Brasil de Fato – Os movimentos
sociais realizaram, no começo de setembro, um plebiscito popular
para que se faça uma reforma política. Como você avalia essa
iniciativa?
Frei Betto – Pelo que soube,
1,5 milhão de pessoas votaram pelo SIM, ou seja, querem urgente uma
reforma política com constituinte exclusiva e soberana. Sei que não
é fácil tornar imediata essa conquista. Mas política se faz com
acúmulo de forças. O plebiscito sinaliza aos futuros governantes um
anseio e uma proposta de parcela significativa de nossa população.
O país precisa realmente de uma
reforma política?
O Brasil precisa, urgente, de
reformas de estruturas: agrária, tributária, política etc. Desde
que me entendo por gente essa é uma aspiração nacional. Nos anos
de 1960, falava-se em "reformas de base”. O Partido dos
Trabalhadores (PT) nasceu sob promessa de se empenhar por elas. E
nada!
Nossa atual estrutura política é
viciada como a roleta de um cassino, que sempre favorece o dono, ou
seja, a oligarquia política que insiste em manter o nosso país no
atraso. São muitos os resquícios da ditadura nessa estrutura, como
a representatividade política. Faz sentido São Paulo, com 44
milhões de habitantes, ser representado pelo mesmo número de
senadores que representam Roraima, com quase 500 mil habitantes? É
preciso, urgente, proibir o financiamento de candidatos em campanhas
por empresas e bancos. Enfim, é urgente a reforma política!

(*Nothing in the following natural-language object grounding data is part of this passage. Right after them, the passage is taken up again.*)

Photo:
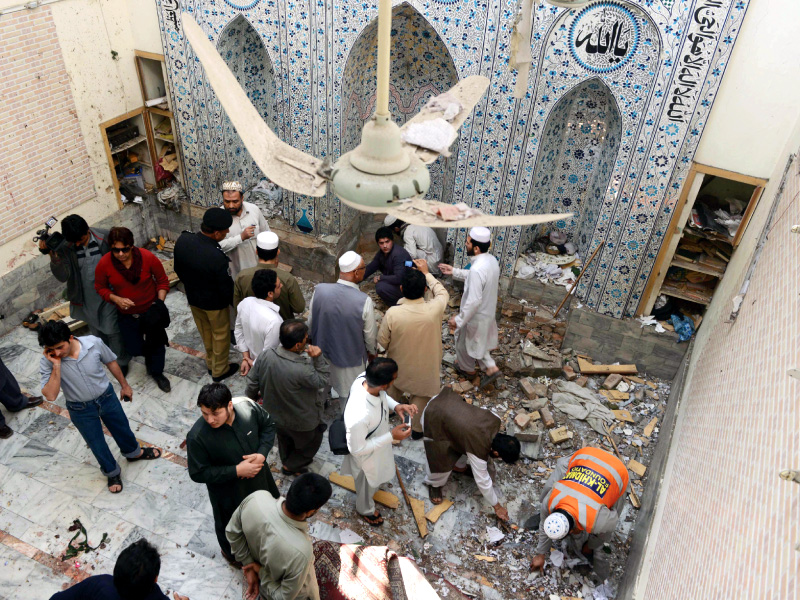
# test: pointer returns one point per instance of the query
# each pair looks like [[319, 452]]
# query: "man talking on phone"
[[369, 440], [75, 366], [391, 260]]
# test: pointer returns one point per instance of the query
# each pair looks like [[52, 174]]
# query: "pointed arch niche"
[[245, 54], [579, 147], [421, 68]]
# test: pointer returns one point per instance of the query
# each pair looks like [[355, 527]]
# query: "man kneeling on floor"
[[462, 438], [74, 365], [582, 497], [135, 578], [270, 538]]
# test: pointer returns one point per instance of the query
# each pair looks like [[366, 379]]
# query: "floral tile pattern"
[[658, 63]]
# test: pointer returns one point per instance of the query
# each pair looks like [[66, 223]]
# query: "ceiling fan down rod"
[[384, 64]]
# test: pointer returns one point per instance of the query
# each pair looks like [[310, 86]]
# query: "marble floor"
[[48, 478]]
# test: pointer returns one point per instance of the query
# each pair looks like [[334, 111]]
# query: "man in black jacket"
[[75, 263], [391, 261], [204, 270]]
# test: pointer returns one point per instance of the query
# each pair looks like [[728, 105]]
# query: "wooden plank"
[[347, 482], [438, 510], [417, 506], [615, 395], [562, 434], [751, 207], [637, 467], [725, 174], [588, 368], [623, 415]]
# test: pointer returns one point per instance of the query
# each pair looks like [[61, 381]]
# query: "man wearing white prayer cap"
[[240, 243], [419, 241], [342, 324], [291, 301], [474, 327]]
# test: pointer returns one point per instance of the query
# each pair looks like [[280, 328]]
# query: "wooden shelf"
[[675, 292], [129, 144], [684, 263]]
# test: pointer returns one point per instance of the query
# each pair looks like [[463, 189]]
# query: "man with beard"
[[227, 450], [475, 327]]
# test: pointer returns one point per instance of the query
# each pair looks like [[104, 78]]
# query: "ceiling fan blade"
[[468, 92], [418, 211], [286, 166]]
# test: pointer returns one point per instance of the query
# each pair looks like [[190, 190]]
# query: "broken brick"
[[547, 418], [612, 381]]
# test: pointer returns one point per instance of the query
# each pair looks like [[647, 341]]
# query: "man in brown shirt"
[[291, 301], [411, 333]]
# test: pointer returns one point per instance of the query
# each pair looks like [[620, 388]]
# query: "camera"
[[54, 241]]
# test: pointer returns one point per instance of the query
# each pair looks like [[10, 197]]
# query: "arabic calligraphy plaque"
[[604, 36]]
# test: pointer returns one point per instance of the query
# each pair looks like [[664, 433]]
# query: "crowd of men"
[[237, 293]]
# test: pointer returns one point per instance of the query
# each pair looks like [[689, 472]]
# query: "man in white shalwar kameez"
[[419, 241], [475, 327], [369, 439], [342, 323]]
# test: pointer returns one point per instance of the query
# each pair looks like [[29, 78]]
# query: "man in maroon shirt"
[[134, 280]]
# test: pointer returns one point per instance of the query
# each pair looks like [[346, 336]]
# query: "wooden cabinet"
[[700, 240], [144, 158]]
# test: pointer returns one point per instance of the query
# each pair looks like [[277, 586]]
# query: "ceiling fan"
[[385, 173]]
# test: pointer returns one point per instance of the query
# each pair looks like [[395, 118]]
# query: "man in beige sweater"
[[411, 333], [270, 538]]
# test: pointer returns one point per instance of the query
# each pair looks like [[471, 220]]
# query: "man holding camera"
[[74, 261]]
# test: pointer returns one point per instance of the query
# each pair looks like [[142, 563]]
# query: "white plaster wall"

Como você tem visto o atual
cenário eleitoral?
Há um dado muito positivo neste
atual cenário eleitoral: estão na disputa final duas mulheres
progressistas, enquanto o candidato da direita despenca ladeira
abaixo. Porém, temo a eleição de Marina, minha amiga, por ela,
entre outras posições retrógradas, defender a autonomia do Banco
Central e não abraçar a lei contra a homofobia. Prefiro ficar com o
conhecido a me arriscar com o desconhecido.

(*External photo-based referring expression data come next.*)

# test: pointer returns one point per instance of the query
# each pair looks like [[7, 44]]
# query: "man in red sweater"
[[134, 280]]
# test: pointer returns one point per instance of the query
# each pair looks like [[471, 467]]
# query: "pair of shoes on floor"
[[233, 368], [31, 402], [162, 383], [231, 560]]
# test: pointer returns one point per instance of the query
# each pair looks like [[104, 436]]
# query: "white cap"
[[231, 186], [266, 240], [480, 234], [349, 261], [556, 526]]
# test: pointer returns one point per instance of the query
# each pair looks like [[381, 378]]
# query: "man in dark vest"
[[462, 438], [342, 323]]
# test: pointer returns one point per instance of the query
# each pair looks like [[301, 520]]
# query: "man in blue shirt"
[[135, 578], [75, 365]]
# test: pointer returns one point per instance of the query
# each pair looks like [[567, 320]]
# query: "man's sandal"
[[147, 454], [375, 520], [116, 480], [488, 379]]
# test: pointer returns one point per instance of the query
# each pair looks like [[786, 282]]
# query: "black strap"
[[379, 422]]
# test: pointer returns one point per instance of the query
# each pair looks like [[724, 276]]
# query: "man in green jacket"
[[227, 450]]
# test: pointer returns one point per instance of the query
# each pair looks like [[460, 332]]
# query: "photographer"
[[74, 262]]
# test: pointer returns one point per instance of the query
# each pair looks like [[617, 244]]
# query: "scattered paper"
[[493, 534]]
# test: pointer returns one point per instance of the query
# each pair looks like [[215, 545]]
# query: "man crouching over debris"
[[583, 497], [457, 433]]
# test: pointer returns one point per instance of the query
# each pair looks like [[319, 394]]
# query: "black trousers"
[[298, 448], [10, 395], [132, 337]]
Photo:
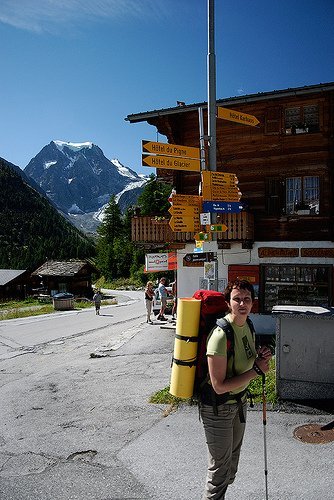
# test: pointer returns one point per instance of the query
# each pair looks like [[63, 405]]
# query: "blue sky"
[[73, 70]]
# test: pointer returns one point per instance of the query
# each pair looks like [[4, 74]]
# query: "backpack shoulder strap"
[[228, 329]]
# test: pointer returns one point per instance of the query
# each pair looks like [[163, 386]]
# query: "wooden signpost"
[[237, 116], [170, 156]]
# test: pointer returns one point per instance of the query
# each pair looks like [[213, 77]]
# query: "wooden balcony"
[[149, 232]]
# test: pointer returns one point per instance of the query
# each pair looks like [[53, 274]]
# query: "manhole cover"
[[315, 433]]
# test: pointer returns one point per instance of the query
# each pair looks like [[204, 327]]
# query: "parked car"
[[157, 302]]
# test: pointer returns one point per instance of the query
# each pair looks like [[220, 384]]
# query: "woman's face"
[[240, 304]]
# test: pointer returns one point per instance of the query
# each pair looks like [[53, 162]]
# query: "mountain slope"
[[31, 229], [78, 178]]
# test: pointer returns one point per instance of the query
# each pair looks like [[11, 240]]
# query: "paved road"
[[81, 428]]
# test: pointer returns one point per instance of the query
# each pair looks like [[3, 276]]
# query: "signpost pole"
[[211, 87], [212, 105]]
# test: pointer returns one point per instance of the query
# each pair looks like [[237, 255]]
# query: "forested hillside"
[[31, 230]]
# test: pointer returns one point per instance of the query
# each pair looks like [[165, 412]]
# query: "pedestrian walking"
[[149, 294], [224, 418], [163, 298], [97, 298]]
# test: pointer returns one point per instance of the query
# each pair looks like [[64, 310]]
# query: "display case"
[[295, 285]]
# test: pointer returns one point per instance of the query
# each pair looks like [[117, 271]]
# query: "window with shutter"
[[273, 120], [274, 200], [303, 195], [302, 119]]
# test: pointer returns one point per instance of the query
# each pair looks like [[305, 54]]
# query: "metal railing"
[[156, 230]]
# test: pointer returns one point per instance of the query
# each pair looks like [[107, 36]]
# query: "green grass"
[[255, 386], [32, 307], [164, 397]]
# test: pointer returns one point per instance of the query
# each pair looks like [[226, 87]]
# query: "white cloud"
[[48, 15]]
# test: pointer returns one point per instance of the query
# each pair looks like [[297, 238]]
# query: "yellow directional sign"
[[184, 211], [220, 186], [217, 228], [160, 148], [203, 236], [169, 162], [186, 199], [184, 224], [237, 116]]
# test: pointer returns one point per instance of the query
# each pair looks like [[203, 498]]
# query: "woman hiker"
[[224, 422]]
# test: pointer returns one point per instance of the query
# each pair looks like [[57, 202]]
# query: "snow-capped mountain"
[[80, 180]]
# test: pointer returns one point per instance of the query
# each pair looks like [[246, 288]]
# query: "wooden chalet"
[[72, 276], [283, 240]]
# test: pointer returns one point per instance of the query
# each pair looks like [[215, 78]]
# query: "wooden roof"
[[260, 96], [8, 275]]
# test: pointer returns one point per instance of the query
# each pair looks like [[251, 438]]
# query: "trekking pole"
[[264, 420]]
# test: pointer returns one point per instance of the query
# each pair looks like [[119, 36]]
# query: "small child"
[[149, 294], [97, 298]]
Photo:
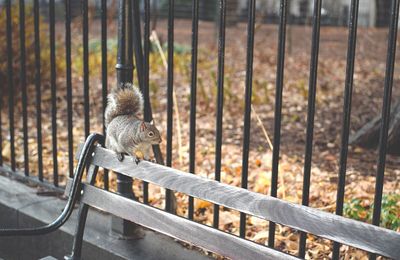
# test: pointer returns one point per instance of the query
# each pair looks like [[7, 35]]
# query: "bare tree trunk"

O governo do PT está longe de
refletir meus sonhos, como frisei em meus livros "A Mosca Azul”
e "Calendário do Poder” (Rocco). Mas vou de Dilma!

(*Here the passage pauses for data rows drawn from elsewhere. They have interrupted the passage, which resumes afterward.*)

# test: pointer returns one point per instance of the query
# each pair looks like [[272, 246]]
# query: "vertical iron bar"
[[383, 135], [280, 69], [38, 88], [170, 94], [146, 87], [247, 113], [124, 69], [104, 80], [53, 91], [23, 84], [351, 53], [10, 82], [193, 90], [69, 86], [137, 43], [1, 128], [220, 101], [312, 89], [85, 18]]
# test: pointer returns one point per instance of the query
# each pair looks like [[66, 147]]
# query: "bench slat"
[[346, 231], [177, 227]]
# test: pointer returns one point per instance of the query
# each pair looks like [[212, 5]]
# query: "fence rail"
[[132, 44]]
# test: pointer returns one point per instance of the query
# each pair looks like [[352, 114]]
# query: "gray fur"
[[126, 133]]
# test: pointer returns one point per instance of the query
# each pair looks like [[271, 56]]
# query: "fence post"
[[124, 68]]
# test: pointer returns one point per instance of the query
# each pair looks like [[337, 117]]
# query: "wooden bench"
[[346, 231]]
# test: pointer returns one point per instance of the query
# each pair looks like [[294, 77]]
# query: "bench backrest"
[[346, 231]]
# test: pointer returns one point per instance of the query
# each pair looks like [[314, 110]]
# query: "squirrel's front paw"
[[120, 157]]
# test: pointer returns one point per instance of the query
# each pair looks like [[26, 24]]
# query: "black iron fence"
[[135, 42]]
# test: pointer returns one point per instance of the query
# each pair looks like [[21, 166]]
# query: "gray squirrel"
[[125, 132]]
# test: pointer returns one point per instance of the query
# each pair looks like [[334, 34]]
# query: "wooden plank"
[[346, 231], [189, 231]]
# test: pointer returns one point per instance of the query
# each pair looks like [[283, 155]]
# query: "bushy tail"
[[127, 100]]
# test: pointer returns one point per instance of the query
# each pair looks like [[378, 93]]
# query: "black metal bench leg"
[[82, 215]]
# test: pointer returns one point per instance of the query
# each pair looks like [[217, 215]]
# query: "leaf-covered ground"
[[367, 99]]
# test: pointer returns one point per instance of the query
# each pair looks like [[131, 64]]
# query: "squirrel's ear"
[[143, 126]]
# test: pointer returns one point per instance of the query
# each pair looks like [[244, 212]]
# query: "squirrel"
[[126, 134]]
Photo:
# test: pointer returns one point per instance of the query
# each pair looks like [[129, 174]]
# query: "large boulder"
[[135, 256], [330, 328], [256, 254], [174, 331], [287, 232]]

A sociedade está cada vez mais
distante dos partidos políticos. Por quê?
Porque os partidos odeiam o cheiro de
povo, como confessava o general Figueiredo. Vide a reação à
Política Nacional de Participação Social!
Os partidos progressistas, como o PT,
abandonaram o trabalho de base, a consolidação dos núcleos
populares, a formação política dos militantes. Hoje, se sentem
obrigados a pagarem jovens desocupados para segurarem propaganda
eleitoral nas esquinas. Boaventura de Sousa Santos acaba de expressar
sua esperança de que Lula se dedique à refundação do PT. Estou de
acordo.
Qual a responsabilidade deste
quase 12 anos de governos do PT no atual cenário?
O PT cometeu o equívoco de não
mobilizar os movimentos sociais para assegurar sua governabilidade, e
recorrer apenas aos partidos. Daí as alianças espúrias.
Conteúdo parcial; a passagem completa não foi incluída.